We have done a lot of work with Bayes and then Fisher/Robinson which is a similar but significantly different algorithm. The basis on which the whole thing revolves round is having 2 sets of data IN_CLASS and NOT_IN_CLASS for want of better terms. Spam is the simplest example as you can divide email into GOOD and SPAM and that is all you want. By analysing token frequency in an UNKOWN stream you can make a statistically valid prediction about if 1) the UNKNOWN stream is statistically similar to the CLASS or 2) it is not similar. So you have a discriminator between two classes but that is all it really is. You can extend this to multiple classes but it is still just a you look, smell and taste like a ..... or you don't kinda thing.
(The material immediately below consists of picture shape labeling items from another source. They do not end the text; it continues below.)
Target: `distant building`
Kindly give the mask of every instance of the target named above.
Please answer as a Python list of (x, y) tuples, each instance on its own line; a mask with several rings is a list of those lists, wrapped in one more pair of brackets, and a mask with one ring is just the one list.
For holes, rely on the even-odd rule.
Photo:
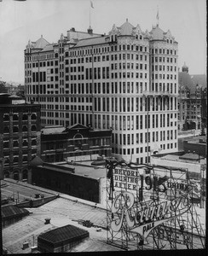
[(66, 253), (90, 236), (87, 230), (66, 225), (38, 236), (38, 250), (41, 253)]
[(188, 178), (201, 181), (206, 178), (206, 160), (196, 153), (155, 154), (151, 156), (151, 165), (186, 169)]
[(41, 157), (45, 162), (61, 162), (67, 158), (76, 160), (78, 156), (84, 160), (94, 154), (111, 156), (111, 130), (93, 130), (80, 124), (41, 130)]
[(105, 166), (82, 162), (43, 163), (32, 168), (32, 183), (74, 197), (104, 204)]
[(207, 156), (207, 144), (206, 141), (199, 139), (196, 141), (183, 141), (183, 150), (186, 153), (195, 153), (199, 155), (199, 159)]
[(190, 75), (184, 63), (178, 73), (178, 130), (206, 127), (207, 116), (206, 75)]
[(27, 104), (17, 96), (1, 94), (0, 123), (0, 158), (4, 158), (4, 177), (30, 180), (30, 161), (40, 155), (40, 105)]
[(19, 208), (15, 206), (6, 206), (1, 207), (2, 225), (6, 228), (10, 224), (22, 219), (23, 217), (29, 215), (29, 212), (24, 208)]
[(78, 32), (25, 49), (26, 99), (41, 104), (43, 125), (112, 128), (112, 152), (147, 163), (177, 150), (178, 43), (159, 25), (128, 19), (108, 34)]

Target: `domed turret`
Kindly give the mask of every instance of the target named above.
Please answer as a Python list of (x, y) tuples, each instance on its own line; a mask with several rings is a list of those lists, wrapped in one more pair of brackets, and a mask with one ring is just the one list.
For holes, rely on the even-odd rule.
[(184, 65), (182, 66), (182, 72), (188, 73), (188, 67), (187, 67), (186, 62), (184, 62)]

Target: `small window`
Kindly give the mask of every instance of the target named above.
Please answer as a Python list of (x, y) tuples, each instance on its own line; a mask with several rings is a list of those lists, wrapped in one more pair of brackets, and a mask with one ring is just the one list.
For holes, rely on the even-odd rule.
[(26, 113), (23, 113), (22, 120), (27, 120), (27, 114)]
[(35, 119), (36, 119), (36, 114), (35, 114), (35, 113), (32, 113), (31, 119), (32, 119), (32, 120), (35, 120)]
[(26, 125), (22, 126), (22, 131), (27, 131), (27, 126)]
[(23, 147), (26, 147), (28, 145), (28, 143), (26, 140), (24, 140), (23, 143), (22, 143), (22, 146)]
[(36, 142), (36, 140), (32, 140), (32, 146), (35, 146), (35, 145), (37, 145), (37, 142)]
[(18, 132), (18, 131), (19, 131), (18, 126), (14, 126), (13, 132)]
[(18, 121), (18, 119), (19, 119), (18, 114), (14, 113), (14, 114), (13, 115), (13, 120)]
[(18, 147), (18, 146), (19, 146), (18, 141), (14, 141), (13, 142), (13, 147), (15, 148), (15, 147)]
[(32, 125), (32, 131), (36, 131), (36, 125)]
[(3, 133), (9, 133), (9, 129), (8, 126), (5, 126), (5, 127), (3, 128)]
[(3, 115), (3, 121), (9, 121), (9, 114), (4, 114)]

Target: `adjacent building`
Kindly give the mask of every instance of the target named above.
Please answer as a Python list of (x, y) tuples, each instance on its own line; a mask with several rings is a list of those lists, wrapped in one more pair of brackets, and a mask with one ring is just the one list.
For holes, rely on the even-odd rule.
[(43, 163), (32, 168), (32, 183), (74, 197), (105, 204), (107, 170), (92, 161)]
[(41, 130), (41, 157), (45, 162), (93, 159), (112, 154), (112, 131), (93, 130), (80, 124), (71, 127), (54, 125)]
[(42, 125), (80, 124), (113, 132), (112, 153), (147, 163), (150, 152), (177, 151), (178, 44), (159, 25), (128, 20), (107, 35), (75, 28), (55, 44), (25, 49), (27, 102)]
[(17, 96), (0, 95), (0, 158), (4, 177), (30, 179), (30, 161), (40, 155), (40, 105)]
[(40, 253), (66, 253), (89, 236), (87, 230), (66, 225), (39, 235), (38, 249)]
[(184, 63), (179, 72), (178, 130), (206, 127), (207, 85), (206, 75), (190, 75)]

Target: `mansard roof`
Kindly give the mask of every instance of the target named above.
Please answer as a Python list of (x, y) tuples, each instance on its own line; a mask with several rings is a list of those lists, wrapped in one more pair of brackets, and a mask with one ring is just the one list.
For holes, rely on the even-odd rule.
[(191, 94), (195, 93), (195, 84), (194, 84), (191, 76), (187, 72), (179, 72), (178, 73), (178, 83), (181, 85), (184, 85), (190, 90)]
[(119, 31), (120, 36), (131, 36), (134, 28), (134, 26), (126, 19), (126, 21), (120, 27), (118, 27), (118, 30)]
[(37, 40), (35, 43), (33, 43), (33, 47), (38, 49), (43, 49), (47, 44), (49, 44), (48, 41), (46, 41), (43, 36)]
[(191, 79), (195, 85), (201, 85), (202, 88), (207, 87), (207, 79), (205, 74), (191, 75)]
[(151, 30), (150, 35), (153, 40), (164, 40), (165, 32), (156, 26)]
[(83, 47), (83, 46), (101, 44), (106, 44), (105, 36), (80, 39), (74, 47)]
[(43, 52), (43, 51), (51, 51), (54, 49), (54, 45), (55, 44), (47, 44), (43, 49), (41, 52)]

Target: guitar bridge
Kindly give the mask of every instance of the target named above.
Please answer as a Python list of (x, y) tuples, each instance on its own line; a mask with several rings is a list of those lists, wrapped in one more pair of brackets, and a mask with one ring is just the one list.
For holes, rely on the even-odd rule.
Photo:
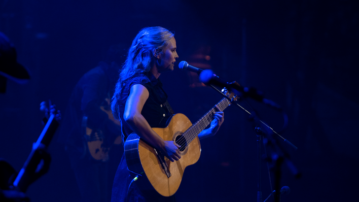
[(165, 173), (166, 173), (167, 177), (168, 178), (169, 178), (169, 177), (171, 177), (171, 173), (168, 170), (168, 165), (167, 164), (166, 161), (165, 161), (164, 160), (164, 156), (162, 154), (157, 152), (157, 151), (156, 150), (156, 149), (153, 148), (153, 149), (154, 149), (155, 152), (156, 152), (156, 154), (157, 155), (157, 158), (158, 158), (158, 160), (160, 161), (160, 163), (161, 163), (161, 165), (162, 165), (162, 169), (163, 169)]

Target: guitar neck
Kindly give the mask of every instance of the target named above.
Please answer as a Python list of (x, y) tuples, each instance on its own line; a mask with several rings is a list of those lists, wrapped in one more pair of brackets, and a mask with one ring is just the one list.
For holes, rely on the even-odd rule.
[(213, 116), (213, 114), (217, 111), (216, 106), (217, 106), (220, 108), (221, 111), (223, 111), (227, 107), (231, 105), (231, 102), (226, 98), (223, 98), (219, 103), (217, 103), (214, 107), (209, 110), (203, 116), (201, 117), (199, 120), (194, 123), (185, 132), (182, 134), (184, 136), (187, 141), (187, 143), (189, 144), (192, 141), (194, 140), (198, 134), (206, 128), (212, 121), (214, 119)]

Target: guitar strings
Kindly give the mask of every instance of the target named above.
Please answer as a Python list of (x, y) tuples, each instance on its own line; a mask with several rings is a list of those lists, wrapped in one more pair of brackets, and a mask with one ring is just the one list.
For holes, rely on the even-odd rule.
[[(226, 102), (224, 102), (225, 100), (226, 101)], [(218, 106), (221, 111), (223, 111), (229, 105), (230, 105), (230, 103), (226, 98), (224, 98), (216, 106)], [(176, 143), (181, 146), (185, 146), (186, 147), (188, 145), (202, 130), (210, 124), (211, 121), (214, 119), (213, 113), (216, 111), (214, 110), (215, 108), (216, 107), (212, 108), (212, 109), (208, 111), (203, 116), (201, 117), (199, 120), (184, 132), (181, 137), (177, 140)], [(210, 114), (211, 115), (211, 116), (210, 116)], [(207, 122), (204, 123), (205, 121), (207, 121)], [(186, 142), (187, 144), (186, 145), (182, 145), (183, 144), (184, 145)]]
[[(224, 102), (224, 99), (225, 98), (223, 99), (222, 100), (221, 100), (218, 104), (217, 104), (217, 105), (216, 105), (216, 106), (218, 106), (221, 111), (223, 111), (223, 110), (226, 109), (226, 108), (227, 108), (230, 105), (230, 103), (227, 99), (227, 103), (226, 104), (227, 104), (227, 105), (225, 105)], [(189, 140), (189, 141), (188, 142), (190, 142), (192, 140), (193, 140), (193, 139), (194, 139), (194, 138), (199, 133), (200, 133), (200, 131), (201, 131), (203, 129), (204, 129), (205, 127), (206, 127), (208, 124), (210, 123), (210, 122), (213, 120), (214, 119), (214, 117), (212, 116), (213, 112), (216, 112), (216, 111), (214, 110), (214, 107), (211, 109), (211, 110), (210, 110), (209, 111), (206, 113), (206, 114), (204, 115), (202, 118), (201, 118), (201, 119), (200, 119), (198, 121), (197, 121), (197, 122), (192, 125), (192, 126), (190, 127), (186, 131), (185, 131), (185, 132), (184, 132), (185, 134), (183, 135), (177, 141), (178, 143), (180, 143), (179, 144), (181, 145), (184, 143), (184, 141), (186, 141), (186, 136), (189, 136), (189, 138), (191, 138), (190, 140)], [(210, 116), (210, 114), (212, 116)], [(204, 123), (204, 121), (207, 121), (207, 122), (206, 123)], [(205, 123), (205, 124), (203, 125), (203, 123)], [(189, 136), (186, 136), (186, 134), (188, 134)], [(188, 144), (189, 143), (188, 143), (187, 144)]]

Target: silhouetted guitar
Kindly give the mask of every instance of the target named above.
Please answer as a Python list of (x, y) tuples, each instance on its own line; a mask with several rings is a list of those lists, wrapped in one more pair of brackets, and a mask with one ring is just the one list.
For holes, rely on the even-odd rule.
[[(223, 111), (237, 99), (234, 93), (226, 92), (216, 106)], [(137, 183), (142, 191), (154, 189), (161, 195), (171, 196), (180, 187), (186, 167), (199, 159), (201, 145), (198, 135), (214, 119), (213, 107), (196, 123), (192, 124), (182, 114), (172, 116), (167, 127), (152, 129), (165, 141), (173, 141), (181, 147), (181, 158), (171, 162), (134, 133), (130, 134), (125, 143), (125, 154), (128, 169), (134, 177), (142, 176)], [(136, 174), (138, 175), (136, 175)]]
[(50, 100), (49, 106), (50, 109), (47, 108), (45, 102), (41, 103), (40, 109), (45, 113), (45, 117), (43, 119), (45, 127), (37, 141), (32, 144), (31, 152), (17, 175), (16, 176), (16, 171), (11, 165), (1, 160), (1, 169), (4, 172), (1, 174), (6, 175), (0, 177), (2, 179), (0, 183), (2, 189), (25, 192), (31, 183), (47, 172), (51, 158), (46, 148), (50, 144), (61, 119), (60, 111), (56, 111)]
[[(112, 115), (112, 111), (110, 108), (111, 99), (106, 98), (103, 106), (101, 106), (101, 110), (106, 112), (109, 116), (109, 118), (114, 122), (119, 127), (121, 126), (121, 122), (115, 119)], [(83, 122), (84, 120), (83, 119)], [(84, 124), (83, 123), (83, 124)], [(86, 124), (86, 123), (85, 123)], [(119, 136), (115, 140), (113, 144), (119, 145), (121, 143), (122, 138), (119, 134)], [(102, 130), (100, 128), (92, 129), (88, 127), (86, 127), (86, 135), (85, 139), (87, 142), (89, 152), (92, 157), (99, 160), (106, 161), (109, 159), (109, 151), (111, 146), (106, 147), (103, 145), (103, 139), (106, 134), (103, 134)]]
With a single syslog as data you have a major issue - you don't have a CLASS/NOT_CLASS problem. The problem is basically fundamentally different. What you want to do is examine a STREAM and compare that to past STREAM data looking for stuff that has not been seen (commonly) before.
Let's consider a syslog that contains lines of data. Say we have several lines likr:
Failed login by root from 1.2.3.4
Successful login by root from 1.2.3.4
Failed login by root from 2.3.4.5
Failed login by root from 2.3.4.5
Failed login by root from 2.3.4.5
Failed login by root from 2.3.4.5
Now we know what is interesting in this at a glance. The failed login from 1.2.3.4 was the real root mistyping their password but the login attempts from 2.3.4.5 are hack attempts. Herein lie lots of problems. If our training data set contains lots of failed logins from 2.3.4.5 a Bayes type system will 'learn' that as *normal* so in future that will get ignored. If on the other hand root hardly ever makes a mistake on login that event will be uncommon and thus likely to be sub threshold of normal events and get (uselessly) flagged. Also typical Bayes will tokenise. There is only a 15% difference between a failed login from 1 IP and another failed login in the example given above. Additionally there is multiline context - a successful login following a failed attempt is likely to be an honest mistake, multiple failures in sequence, not necessarily even on sequential lines is a concern.
Sure that is a fairly fake simplistic example but is does illustrate some of the issues.
I think the approach that is most likely to give the best results is a rules based skip approach using regexes. Initially your filter has no regexes. You add ones that allow you to skip all the common events, leaving the *unknown events* flagged. This general idea is of course already implemented by logwatch.
Although I have little doubt you could shoehorn the problem into Bayes space I don't think it is a good fit given what you want and how Bayes works.